Nader Naeimi, who made the right bet buying the dollar against the yen before the U.S. election, is selling the greenback against the currencies of Australia, Brazil, Russia and Turkey.
“It seems like long dollars is becoming a no brainer,” said Naeimi, who has two decades of investment experience and heads a dynamic investment fund at AMP Capital Investors Ltd. in Sydney. “In my mind, when it’s obvious, then it’s obviously wrong.”
Hedge funds and other large speculators trimmed their net bullish dollar positions last week, after boosting their bets to the highest since January, according to Commodity Futures Trading Commission data. The greenback has surged almost 8 percent this quarter, its best performance since the September 2008 period based on Bloomberg’s gauge, as investors bet that President-elect Donald Trump’s promises of tax cuts and infrastructure spending will boost economic growth and inflation.
The rally is fizzling out and any further strength will be limited, Naeimi said at the end of last week. While the market is pricing in renewed expectations that the Federal Reserve would diverge from other major central banks by tightening policy aggressively, the U.S. central bank raised rates only once this year compared with its own earlier forecast of four increases, he said. Futures traders see only two quarter-point moves in 2017 even thought the Fed is calling for three hikes.
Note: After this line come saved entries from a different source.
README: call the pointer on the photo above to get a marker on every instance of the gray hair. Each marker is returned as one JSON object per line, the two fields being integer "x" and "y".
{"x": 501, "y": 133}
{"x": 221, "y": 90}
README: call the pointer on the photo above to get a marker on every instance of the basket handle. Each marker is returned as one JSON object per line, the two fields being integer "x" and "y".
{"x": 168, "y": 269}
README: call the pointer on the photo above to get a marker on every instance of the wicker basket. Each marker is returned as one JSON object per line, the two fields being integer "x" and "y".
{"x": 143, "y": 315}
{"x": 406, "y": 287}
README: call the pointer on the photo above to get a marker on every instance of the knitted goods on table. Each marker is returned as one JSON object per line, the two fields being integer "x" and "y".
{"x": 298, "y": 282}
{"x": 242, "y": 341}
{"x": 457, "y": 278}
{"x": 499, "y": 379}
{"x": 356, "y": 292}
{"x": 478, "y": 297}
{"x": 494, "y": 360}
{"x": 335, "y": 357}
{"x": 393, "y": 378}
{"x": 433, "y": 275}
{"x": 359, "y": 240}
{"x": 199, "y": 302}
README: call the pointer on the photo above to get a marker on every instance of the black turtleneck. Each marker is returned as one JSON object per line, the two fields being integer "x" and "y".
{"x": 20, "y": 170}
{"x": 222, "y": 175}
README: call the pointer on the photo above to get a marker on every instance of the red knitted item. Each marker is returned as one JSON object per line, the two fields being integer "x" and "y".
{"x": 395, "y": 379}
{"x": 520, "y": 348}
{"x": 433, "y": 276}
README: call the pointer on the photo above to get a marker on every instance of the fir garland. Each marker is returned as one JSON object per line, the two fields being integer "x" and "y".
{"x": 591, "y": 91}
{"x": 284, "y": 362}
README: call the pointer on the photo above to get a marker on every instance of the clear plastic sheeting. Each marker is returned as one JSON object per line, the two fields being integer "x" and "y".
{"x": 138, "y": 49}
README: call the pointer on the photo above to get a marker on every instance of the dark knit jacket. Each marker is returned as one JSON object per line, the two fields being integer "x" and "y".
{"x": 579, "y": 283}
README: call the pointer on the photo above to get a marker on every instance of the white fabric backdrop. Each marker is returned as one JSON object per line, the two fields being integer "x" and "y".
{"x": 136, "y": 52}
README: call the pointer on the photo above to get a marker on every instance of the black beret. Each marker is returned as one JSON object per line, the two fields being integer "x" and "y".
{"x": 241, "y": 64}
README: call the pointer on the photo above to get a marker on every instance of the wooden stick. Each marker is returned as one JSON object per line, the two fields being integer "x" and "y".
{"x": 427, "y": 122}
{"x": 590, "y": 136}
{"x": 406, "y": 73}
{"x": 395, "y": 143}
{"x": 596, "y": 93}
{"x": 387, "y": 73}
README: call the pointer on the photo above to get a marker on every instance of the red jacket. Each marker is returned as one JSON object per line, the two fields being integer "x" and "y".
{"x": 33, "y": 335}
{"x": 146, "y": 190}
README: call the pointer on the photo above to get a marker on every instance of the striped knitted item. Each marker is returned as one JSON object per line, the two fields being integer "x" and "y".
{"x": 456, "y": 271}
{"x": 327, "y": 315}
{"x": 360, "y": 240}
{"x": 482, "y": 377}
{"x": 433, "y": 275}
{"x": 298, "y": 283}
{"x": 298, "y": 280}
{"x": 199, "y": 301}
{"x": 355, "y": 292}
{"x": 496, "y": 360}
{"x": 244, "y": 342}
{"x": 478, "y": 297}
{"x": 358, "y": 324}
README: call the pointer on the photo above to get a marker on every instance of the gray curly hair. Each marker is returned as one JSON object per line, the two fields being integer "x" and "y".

Naiemi has been buying the Russian ruble, Brazilian real and Turkish lira against the dollar this month, favoring their high real yields, recovering economies and “very cheap” valuation, he said. While the ruble and real have been among the top performing emerging-market currencies since end-November, the lira had tumbled to a record low.
Russia’s 10-year sovereign bonds yielded 8.50 percent on Monday, while the benchmark debt of similar maturity debt in Brazil yielded 11.445 percent and 11 percent in Turkey.
Against the Australian dollar, Naiemi will buy the greenback should it move toward 85 cents, while becoming a seller as it strengthens past 72 cents. Swaps are signaling that Australia’s record-low benchmark rate of 1.5 percent may have hit rock-bottom in an easing cycle that began late 2011.
The one dollar bet he’s kept is against the yen, as he expects the greenback to surpass its 13-year high of 125.86 reached in June 2015. That’s more bullish than analysts’ median forecast of 115 for the end of 2017.
Naeimi put on the wager before the U.S. election and the dollar has surged almost 12 percent against the yen since the momentous occasion on Nov. 8. The Bank of Japan kept its yield-curve and asset-purchase programs unchanged this month and pledged to keep expanding the monetary base until inflation is above 2 percent.
“The yen remains the vehicle of choice for dollar bulls since the U.S. election, so it’s hard to call a high just yet,” said Sean Callow, senior strategist at Westpac Banking Corp. in Sydney.